A survey of data scientists reveals it is not only the volume of data but the different types of data collected that is causing storage headaches.

data storage and big data

Nearly three-quarters (71 percent) of data scientists said big data had made their analytics more difficult and data variety, not volume, was to blame, according to a survey of 111 data scientists from computational database management system designer Paradigm4.

The survey results indicated that it is the diverse types of data, not the volume, that's a bigger challenge to data scientists and is causing them to leave data on the table.

The report also revealed 39 percent said their job had become more stressful with the growth of big data, while nearly half of data scientists (49 percent) said they're finding it more difficult to fit their data into relational database tables.

"The increasing variety of data sources is forcing data scientists into shortcuts that leave data and money on the table," Marilyn Matz, CEO of Paradigm4, said in a statement. "The focus on the volume of data hides the real challenge of data analytics today. Only by addressing the challenge of utilizing diverse types of data will we be able to unlock the enormous potential of analytics."

The vast majority (91 percent) said they're using complex analytics on their big data now or plan to within the next two years, although the survey also showed that 36 percent of data scientists say it takes too long to get insights because the data is too big to move to their analytics software.

Finally, the report indicated that despite the hype around the Apache Hadoop software platform, fewer than half (48 percent) have used Hadoop or Spark, and of those, 76 percent said it was too slow, took too much effort to program or had other limitations.

Hadoop is an open-source software framework for storage and large-scale processing of data-sets on clusters of commodity hardware, and Spark is an open-source data analytics cluster computing framework.

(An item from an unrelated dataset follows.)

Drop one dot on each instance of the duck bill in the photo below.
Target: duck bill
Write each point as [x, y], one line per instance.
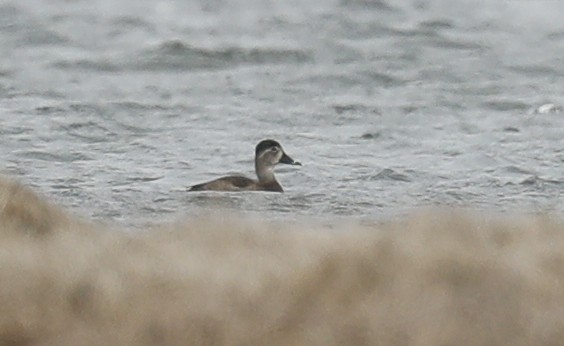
[289, 161]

A June report from TwinStrata also indicated businesses struggle to cope with the deluge of data flooding their storage systems, and management of inactive data (as defined by being unused for six months or more) proved to be an area where the greatest improvements can be made.

Analysis of the data revealed that the majority of organizations continue to use expensive primary storage systems to store infrequently accessed data, and as a result, respondents engaging in this practice spend significantly more of their annual IT budget on storage than their peers.

Three out of five organizations replace their storage systems within five years. When asked the top reasons for storage system replacement, growing capacity needs (54 percent), manufacturer end of life (49 percent), new technology (38 percent), and high maintenance costs (30 percent) were most cited.